Fleury a vécu pour une première fois le stress de la date limite des transactions, se doutant qu’il allait changer de camp.
« J’étais quand même nerveux. Je connaissais un peu les intentions des Blackhawks et de Davidson, mais le dernier mot leur revenait. À ma dernière saison à Pittsburgh, il y avait eu des rumeurs. Jim Rutherford [DG à l’époque] m’avait parlé et je lui avais dit que j’étais prêt à jouer pour l’équipe d’expansion avec les Golden Knights. Il m’avait dit qu’il était pour respecter mon choix. Je n’avais pas eu peur de partir. »
La classe du Wild
Au Minnesota, Fleury partagera le travail avec Cam Talbot, qui a participé au match des étoiles à Vegas. Guerin les a décrits comme deux gardiens numéro un.

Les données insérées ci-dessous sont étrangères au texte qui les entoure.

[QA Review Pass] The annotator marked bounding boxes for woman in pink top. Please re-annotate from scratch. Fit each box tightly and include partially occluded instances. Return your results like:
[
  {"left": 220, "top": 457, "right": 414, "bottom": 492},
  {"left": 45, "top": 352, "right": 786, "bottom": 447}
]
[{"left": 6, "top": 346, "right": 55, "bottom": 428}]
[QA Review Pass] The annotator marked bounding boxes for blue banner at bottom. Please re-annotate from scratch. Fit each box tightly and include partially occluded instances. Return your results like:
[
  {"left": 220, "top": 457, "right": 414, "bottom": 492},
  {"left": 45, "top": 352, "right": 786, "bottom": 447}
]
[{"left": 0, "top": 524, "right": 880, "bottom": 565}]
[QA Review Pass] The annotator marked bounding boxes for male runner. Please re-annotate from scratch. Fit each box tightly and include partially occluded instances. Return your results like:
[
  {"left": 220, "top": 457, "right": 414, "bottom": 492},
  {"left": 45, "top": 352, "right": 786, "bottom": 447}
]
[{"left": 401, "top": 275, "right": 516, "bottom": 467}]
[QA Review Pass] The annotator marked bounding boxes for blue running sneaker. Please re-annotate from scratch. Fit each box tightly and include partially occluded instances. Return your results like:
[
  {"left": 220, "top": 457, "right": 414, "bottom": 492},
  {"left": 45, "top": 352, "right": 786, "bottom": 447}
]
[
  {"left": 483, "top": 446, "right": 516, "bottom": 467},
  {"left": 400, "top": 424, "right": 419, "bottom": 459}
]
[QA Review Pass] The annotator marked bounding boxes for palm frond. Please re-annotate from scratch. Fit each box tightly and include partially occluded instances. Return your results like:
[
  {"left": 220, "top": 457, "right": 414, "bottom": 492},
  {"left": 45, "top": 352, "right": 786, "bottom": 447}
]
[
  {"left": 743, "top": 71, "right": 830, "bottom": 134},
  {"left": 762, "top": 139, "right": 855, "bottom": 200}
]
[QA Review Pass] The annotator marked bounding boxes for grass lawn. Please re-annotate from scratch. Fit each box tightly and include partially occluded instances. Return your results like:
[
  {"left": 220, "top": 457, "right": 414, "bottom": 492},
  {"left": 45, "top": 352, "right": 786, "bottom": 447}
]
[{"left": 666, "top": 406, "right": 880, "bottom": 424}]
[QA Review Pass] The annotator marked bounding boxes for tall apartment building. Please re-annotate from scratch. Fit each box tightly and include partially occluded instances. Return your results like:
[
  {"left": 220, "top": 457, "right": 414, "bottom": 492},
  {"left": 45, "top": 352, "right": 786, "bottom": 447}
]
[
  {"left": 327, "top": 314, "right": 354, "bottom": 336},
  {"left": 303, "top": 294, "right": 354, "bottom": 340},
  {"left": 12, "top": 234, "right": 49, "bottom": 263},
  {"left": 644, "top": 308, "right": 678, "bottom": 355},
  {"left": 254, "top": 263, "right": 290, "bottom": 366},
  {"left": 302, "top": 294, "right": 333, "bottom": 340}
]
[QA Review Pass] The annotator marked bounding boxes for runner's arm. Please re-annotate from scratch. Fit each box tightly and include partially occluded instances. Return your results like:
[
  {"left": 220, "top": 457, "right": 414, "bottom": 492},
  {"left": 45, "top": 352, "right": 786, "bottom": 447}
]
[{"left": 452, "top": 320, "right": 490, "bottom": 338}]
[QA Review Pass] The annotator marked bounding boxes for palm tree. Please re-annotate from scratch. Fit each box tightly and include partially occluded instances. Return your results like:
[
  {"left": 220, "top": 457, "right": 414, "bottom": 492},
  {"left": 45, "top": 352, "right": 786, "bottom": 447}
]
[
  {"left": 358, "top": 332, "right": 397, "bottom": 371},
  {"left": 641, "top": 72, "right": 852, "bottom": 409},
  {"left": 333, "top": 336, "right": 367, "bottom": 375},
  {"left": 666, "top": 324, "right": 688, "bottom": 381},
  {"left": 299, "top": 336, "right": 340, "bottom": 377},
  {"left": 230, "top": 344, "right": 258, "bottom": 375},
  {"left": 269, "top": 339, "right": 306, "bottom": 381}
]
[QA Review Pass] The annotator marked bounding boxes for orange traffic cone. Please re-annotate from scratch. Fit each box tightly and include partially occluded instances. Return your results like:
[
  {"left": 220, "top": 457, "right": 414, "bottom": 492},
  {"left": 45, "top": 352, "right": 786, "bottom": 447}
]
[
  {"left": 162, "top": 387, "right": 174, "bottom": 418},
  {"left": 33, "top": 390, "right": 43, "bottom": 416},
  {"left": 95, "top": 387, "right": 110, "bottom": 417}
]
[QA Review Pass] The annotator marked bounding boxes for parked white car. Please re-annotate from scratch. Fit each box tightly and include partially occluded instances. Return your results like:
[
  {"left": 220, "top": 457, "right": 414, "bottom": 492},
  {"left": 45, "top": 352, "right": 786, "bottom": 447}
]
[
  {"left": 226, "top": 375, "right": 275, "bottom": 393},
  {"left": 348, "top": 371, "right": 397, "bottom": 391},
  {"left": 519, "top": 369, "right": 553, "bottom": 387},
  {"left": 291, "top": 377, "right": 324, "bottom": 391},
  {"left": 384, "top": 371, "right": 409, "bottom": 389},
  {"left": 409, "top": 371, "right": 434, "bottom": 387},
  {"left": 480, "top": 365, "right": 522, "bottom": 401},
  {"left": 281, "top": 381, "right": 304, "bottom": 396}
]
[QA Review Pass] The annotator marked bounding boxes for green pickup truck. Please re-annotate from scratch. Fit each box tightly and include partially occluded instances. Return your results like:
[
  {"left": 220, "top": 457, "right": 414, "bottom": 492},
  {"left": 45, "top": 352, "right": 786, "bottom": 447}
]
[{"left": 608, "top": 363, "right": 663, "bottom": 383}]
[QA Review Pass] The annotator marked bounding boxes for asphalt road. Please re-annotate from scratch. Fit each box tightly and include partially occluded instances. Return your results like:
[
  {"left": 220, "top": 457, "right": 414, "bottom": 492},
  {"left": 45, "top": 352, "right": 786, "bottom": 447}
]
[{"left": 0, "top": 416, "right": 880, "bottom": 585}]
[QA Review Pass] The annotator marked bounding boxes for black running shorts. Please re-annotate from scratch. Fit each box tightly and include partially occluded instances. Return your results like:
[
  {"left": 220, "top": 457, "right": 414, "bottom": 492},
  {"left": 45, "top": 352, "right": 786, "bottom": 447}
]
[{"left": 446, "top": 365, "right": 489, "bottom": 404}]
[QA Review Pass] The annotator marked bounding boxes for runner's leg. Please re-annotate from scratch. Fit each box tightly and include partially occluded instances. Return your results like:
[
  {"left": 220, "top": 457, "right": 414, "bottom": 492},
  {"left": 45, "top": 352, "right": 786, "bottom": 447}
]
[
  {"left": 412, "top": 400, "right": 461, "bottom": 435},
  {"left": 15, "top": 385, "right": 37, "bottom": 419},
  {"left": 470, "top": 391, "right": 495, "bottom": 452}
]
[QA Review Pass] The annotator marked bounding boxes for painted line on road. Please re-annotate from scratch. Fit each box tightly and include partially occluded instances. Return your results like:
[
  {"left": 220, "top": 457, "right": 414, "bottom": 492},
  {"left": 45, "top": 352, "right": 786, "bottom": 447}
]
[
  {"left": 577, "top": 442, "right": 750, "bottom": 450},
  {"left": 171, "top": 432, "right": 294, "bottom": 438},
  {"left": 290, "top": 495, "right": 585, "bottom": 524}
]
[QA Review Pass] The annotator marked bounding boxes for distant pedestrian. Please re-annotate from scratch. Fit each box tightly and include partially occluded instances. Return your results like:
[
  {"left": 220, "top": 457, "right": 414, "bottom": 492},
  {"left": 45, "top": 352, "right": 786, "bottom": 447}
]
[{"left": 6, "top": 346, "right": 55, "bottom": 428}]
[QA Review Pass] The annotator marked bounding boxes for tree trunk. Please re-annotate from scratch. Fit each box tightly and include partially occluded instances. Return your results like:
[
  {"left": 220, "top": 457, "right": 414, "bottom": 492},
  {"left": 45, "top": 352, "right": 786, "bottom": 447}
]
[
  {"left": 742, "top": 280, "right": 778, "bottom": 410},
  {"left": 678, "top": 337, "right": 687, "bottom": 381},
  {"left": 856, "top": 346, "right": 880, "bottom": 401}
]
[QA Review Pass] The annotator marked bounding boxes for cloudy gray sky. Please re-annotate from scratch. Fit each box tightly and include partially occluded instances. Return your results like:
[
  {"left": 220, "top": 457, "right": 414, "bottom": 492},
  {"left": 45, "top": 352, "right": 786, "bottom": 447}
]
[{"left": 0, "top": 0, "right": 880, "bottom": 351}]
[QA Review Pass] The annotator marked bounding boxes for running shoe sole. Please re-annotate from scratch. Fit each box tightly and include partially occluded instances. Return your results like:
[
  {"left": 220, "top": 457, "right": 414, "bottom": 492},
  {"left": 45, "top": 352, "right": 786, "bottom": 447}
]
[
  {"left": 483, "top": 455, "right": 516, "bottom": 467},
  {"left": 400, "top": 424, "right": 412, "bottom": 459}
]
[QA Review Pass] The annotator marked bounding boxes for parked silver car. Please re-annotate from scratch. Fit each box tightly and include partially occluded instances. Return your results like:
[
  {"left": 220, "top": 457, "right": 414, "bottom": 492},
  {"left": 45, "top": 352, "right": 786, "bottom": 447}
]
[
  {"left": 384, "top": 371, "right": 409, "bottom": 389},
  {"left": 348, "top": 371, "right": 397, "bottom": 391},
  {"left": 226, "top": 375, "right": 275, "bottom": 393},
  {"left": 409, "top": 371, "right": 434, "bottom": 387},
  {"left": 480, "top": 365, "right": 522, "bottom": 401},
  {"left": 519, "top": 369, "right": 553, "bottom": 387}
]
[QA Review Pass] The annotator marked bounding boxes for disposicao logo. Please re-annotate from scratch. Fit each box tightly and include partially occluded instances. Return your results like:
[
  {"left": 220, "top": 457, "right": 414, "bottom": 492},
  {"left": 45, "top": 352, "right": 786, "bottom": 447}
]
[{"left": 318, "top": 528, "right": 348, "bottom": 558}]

« Je m’attends à une forme d’alternance, mais on verra ce qui arrivera pour les séries, a précisé le numéro 29. J’ai rencontré Cam une seule fois pour un événement promotionnel avant de le voir avec le Wild. Mais c’est un gars bien gentil et très relaxe. Je m’entendrai bien avec lui. »
Fleury n’a pas encore joué avec sa nouvelle équipe. Acquis lundi, il a fait un passage éclair au Minnesota. Il a servi d’adjoint à Talbot le soir même, lors d’un gain de 3 à 0 contre les Golden Knights.
Après le match, le natif de Sorel est rentré chez lui à Chicago. Le Wild profitait d’un congé mardi et Guerin a offert une journée supplémentaire de repos à son vétéran, lui demandant de revenir uniquement mercredi soir à St. Paul.
« Lundi matin, j’ai reconduit les filles pour l’école à Chicago et je leur ai expliqué qu’il y avait des bonnes chances que je sois parti à leur retour. Elles ont trouvé ça difficile, elles pleuraient un peu. Dès que j’aurai un trou dans mon horaire, je tenterai de rentrer pour voir ma famille. »
Petite déception
Fleury n’aura pas connu un long séjour avec les Blackhawks. Il présente un dossier de 19-21-5 avec une moyenne de 2,95 et un taux d’efficacité de ,908. Il a également signé quatre blanchissages.
« J’étais déçu de ne pas en faire plus pour les Hawks et de ne pas avoir amené l’équipe plus proche d’une participation en séries. J’ai aimé les partisans à Chicago, je me suis bien senti dès le départ. »
Fleury devrait obtenir son premier départ avec le Wild, samedi, contre les Blue Jackets de Columbus.